Betroffene schildern diese Phase als ein Gefühl der Abgestorbenheit und Taubheit. Sie können sich nicht mehr fühlen und funktionieren lediglich. Psychosomatische Beschwerden, also durch die psychische Belastung ausgelöste körperliche Beschwerden zeigen sich in dieser Phase immer häufiger.
Diese Phase ist geprägt von Schwermütigkeit, Einsamkeit und häufig auch Suchtverhalten zur Kompensation. Teilweise treten Panikattacken, Phobien und Angstzustände auf. Das Gefühl der inneren Leere und Nutzlosigkeit überdeckt alle anderen Emotionen.

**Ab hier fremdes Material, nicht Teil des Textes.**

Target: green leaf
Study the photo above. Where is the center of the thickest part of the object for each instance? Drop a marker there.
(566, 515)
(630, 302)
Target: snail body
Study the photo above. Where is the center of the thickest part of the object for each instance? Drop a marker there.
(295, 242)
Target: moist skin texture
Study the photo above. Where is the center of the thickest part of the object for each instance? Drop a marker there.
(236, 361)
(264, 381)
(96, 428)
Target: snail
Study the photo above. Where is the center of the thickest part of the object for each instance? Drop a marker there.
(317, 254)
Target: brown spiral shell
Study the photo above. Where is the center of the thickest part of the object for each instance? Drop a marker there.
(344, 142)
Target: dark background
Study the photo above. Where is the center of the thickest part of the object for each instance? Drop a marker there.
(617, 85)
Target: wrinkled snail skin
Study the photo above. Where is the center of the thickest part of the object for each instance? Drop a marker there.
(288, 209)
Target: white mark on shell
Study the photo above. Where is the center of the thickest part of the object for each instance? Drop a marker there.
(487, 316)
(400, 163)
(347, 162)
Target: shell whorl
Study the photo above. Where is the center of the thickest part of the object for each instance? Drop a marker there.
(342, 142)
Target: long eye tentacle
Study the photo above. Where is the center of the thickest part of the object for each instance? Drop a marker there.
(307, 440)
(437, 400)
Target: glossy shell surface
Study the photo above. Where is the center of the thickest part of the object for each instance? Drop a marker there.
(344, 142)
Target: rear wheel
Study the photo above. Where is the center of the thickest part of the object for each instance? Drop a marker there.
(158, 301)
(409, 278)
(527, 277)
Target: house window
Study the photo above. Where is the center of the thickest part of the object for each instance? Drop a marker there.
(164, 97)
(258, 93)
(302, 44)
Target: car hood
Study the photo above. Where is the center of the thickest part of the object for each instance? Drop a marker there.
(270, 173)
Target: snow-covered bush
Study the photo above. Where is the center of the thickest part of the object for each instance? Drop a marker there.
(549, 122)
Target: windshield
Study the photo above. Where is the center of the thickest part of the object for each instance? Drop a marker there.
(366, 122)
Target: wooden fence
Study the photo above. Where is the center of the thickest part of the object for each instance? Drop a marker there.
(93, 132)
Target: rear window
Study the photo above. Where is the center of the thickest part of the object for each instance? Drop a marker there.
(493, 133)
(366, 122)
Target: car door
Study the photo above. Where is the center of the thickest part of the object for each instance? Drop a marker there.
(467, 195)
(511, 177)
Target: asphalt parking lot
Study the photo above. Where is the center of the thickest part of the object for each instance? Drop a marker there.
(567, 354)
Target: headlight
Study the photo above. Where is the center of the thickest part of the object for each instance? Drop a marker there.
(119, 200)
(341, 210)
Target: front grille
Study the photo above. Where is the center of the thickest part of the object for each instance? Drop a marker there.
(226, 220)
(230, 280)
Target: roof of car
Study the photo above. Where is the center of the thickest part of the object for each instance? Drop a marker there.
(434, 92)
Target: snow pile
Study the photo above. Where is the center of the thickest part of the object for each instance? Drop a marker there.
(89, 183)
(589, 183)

Die elfte Phase zeigt sich in Symptomen, die einer Depression gleich kommen. Die Einstellung zu sich selbst, zum Leben und zum eigenen Umfeld ist durchgehend negativ geprägt, alles erscheint sinn- und hoffnungslos. Die körperlichen Symptome verstärken sich, sodass ein Bedürfnis nach dauerndem Schlaf alltäglich wird. Erschöpfung, Verzweiflung und suizidale Gedanken bestimmen den Tagesablauf.
Die zwölfte Phase wird als medizinischer Notfall angesehen. Der Betroffene erleidet einen Zusammenbruch auf körperlicher, psychischer und auch emotionaler Ebene, ohne Hilfe ist ein Suizidversuch in dieser Phase nicht ausgeschlossen.